«Mascherine, impossibile venderle a 50 centesimi»
L’importatore spiega i costi, dai rincari in Cina all’aereo
«Il rischio, serio, è che tra un po’ in Italia non si trovino più mascherine. E siccome tutta la “Fase 2”, dal rientro al lavoro all’allentamento dei limiti alla circolazione, si basa sull’uso massiccio di questi dispositivi di protezione, l’orizzonte mi preoccupa». Marco Fabbrini è l’amministratore delegato di Ita Agency di Treviso.

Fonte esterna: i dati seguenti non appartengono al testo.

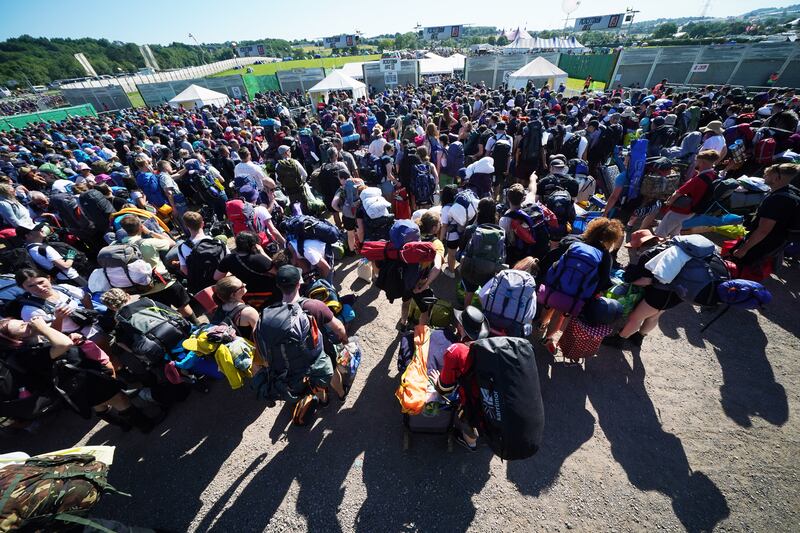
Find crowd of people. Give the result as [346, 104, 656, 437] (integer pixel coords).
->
[0, 75, 800, 450]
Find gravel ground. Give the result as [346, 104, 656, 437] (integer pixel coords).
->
[0, 260, 800, 531]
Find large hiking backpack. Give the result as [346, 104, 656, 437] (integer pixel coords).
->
[284, 215, 341, 249]
[503, 207, 550, 258]
[461, 224, 506, 285]
[0, 454, 123, 531]
[256, 298, 323, 402]
[539, 242, 603, 315]
[97, 243, 153, 294]
[411, 161, 436, 206]
[544, 189, 575, 227]
[492, 135, 511, 176]
[468, 337, 544, 461]
[275, 159, 303, 194]
[364, 215, 394, 241]
[117, 298, 192, 368]
[483, 269, 536, 337]
[178, 237, 228, 294]
[447, 141, 465, 176]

La sua azienda si occupa di tutt’altro, distribuisce prodotti per le tabaccherie, ma grazie ai contatti sviluppati dal fratello Matteo in Cina all’inizio dell’emergenza è riuscito ad aprire un canale di approvvigionamento di mascherine dall’Estremo Oriente: «Un business assolutamente marginale rispetto al nostro fatturato - spiega - nato più che altro per aiutare la clientela in un momento di difficoltà e da lì allargatosi ad altre realtà del territorio in contatto con noi, da Benetton a De Longhi». Alcuni carichi sono stati venduti anche alla Protezione civile, nei giorni più difficili della lotta al virus, ma ora il sistema rischia di saltare - dappertutto, non soltanto a Treviso - perché col prezzo imposto dal governo i conti non tornano più.
Domenica sera il commissario straordinario per l’emergenza Domenico Arcuri ha infatti annunciato che le mascherine chirurgiche saranno vendute in futuro al prezzo calmierato di 0,50 euro ciascuna, e ha reso noto di aver stretto un accordo con cinque società che metteranno sul mercato 660 milioni di mascherine a 38 centesimi. Alle proteste dei farmacisti, che hanno acquistato il prodotto a prezzi maggiori, e delle aziende della moda, che hanno riconvertito le loro produzioni per far fronte all’emergenza e mantenere posti di lavoro e con il prezzo calmierato non riuscirebbero a coprire i costi, Arcuri ha risposto affilato: «Sono liberisti che emettono sentenze da un divano con un cocktail in mano». Ma per Fabbrini «qui non si tratta di lucrare sull’emergenza ma di sostenere i costi necessari all’importazione. Gli sciacalli ci sono, e vanno puniti, ma bisogna rendersi conto che al di sotto di un certo prezzo è proprio impossibile scendere». Per le stesse ragioni, ieri Crai ed è il primo gruppo della grande distribuzione a farlo ha annunciato la sospensione delle vendite.
Nell’attesa che il governo
elimini l’Iva, come annunciato dal ministro dell’Economia Roberto Gualtieri, qualche numero aiuta a capire. Un ordine medio si aggira attorno alle 500 mila mascherine: prima dell’emergenza il prezzo base era 3 cent a pezzo e l’import avveniva via nave, quindi con 5-6 cent la mascherina approdava in Italia; oggi il prezzo base è di almeno 30 cent, con pagamento in anticipo e zero trattative sul prezzo, e il trasporto, vista l’urgenza, va fatto via aereo, su linee sempre più affollate, così che i costi di una spedizione sono passati da 3-4 euro al kg a circa 15 euro al kg. Poi c’è il dazio di 3 cent, non ancora eliminato. «La catena prevede un importatore, un distributore e un rivenditore e tutti, nei limiti, devono avere la loro giusta retribuzione. Ciò significa che una mascherina non può essere venduta al pubblico a meno di 1 euro, è impossibile - conclude Fabbrini -. Per cui delle due, l’una: o lo Stato va a comprarsi le mascherine da solo in Cina, per poi rivenderlo al prezzo che ritiene più opportuno, oppure torna sui suoi passi e segue l’esempio della Spagna, che non a caso ha fissato il prezzo a 96 cent».